Monthly Archives: November 2007

Wrapping up “Wide Finder”

For Tim Bray’s Wide Finder, what you need is something that will lift data off the disk at the maximum possible rate, and distribute the processing across as many CPUs as needed. The end-to-end result cannot be generated faster than the data can be read from disk. The first part of the problem is to get the data off disk as fast as possible.

My notion was to find the smallest/simplest bit of code that would allow any reasonable scripting language (Perl, AWK, Python, Ruby, whatever) to hit optimal elapsed times on a many-CPU box (my take on Tim’s notion).

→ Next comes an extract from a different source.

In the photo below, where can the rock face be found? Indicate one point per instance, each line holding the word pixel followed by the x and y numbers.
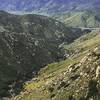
pixel 77 82
pixel 49 6
pixel 27 43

Ripped out most of the unneeded bits from the previous test program (wide-finder-0), wrote a more efficient buffer rather than line-oriented reader, added in getopt() (so the script run is no longer fixed), and created a simple feed-workers utility.

Usage: feed-workers [ options ] files...
Where options are:
  -n N        number of worker processes
  -r run      name of executable to run as a worker (default is /usr/bin/perl)
  -s script   name of script (passed as argument to worker)
The lines read from given list of files are distributed equally among the workers.

The feed-workers program is the one bit of help you need to efficiently read from the disk and distribute processing across CPUs running scripts written in your favorite higher-order language. The full “wide finder” looks like:

feed-workers -n 4 -s scripts/reduce.pl logs/*| scripts/combine.pl

The results of a test run on a dual-CPU box:

preston@brutus:~/feed-workers$ time ./feed-workers -n 4 -s scripts/reduce.pl logs/* | scripts/combine.pl > _counts
Thu Nov 29 17:22:09 2007
Scanning: logs/log-00
Scanning: logs/log-01
Scanning: logs/log-02
Scanning: logs/log-03
Scanning: logs/log-04
Scanning: logs/log-05
Scanning: logs/log-06
Scanning: logs/log-07
Scanning: logs/log-08
Scanning: logs/log-09
Scanning: logs/log-10
Scanning: logs/log-11
Scanning: logs/log-12
Scanning: logs/log-13
Scanning: logs/log-14
Scanning: logs/log-15
Scanning: logs/log-16
Scanning: logs/log-17
Scanning: logs/log-18
Scanning: logs/log-19
Worker #29298 ended with status: 0
Worker #29297 ended with status: 0
Worker #29296 ended with status: 0
Worker #29295 ended with status: 0
Thu Nov 29 17:23:36 2007
Elapsed (ms): 86565, total (MB): 4096
Scanned 47 MB/s

real    1m26.738s
user    0m48.311s
sys     0m14.649s

This is run on a vanilla AMD Athlon 64 X2 4200 box with ~3GB usable memory . Since the test files total 4GB, the files cannot be cached.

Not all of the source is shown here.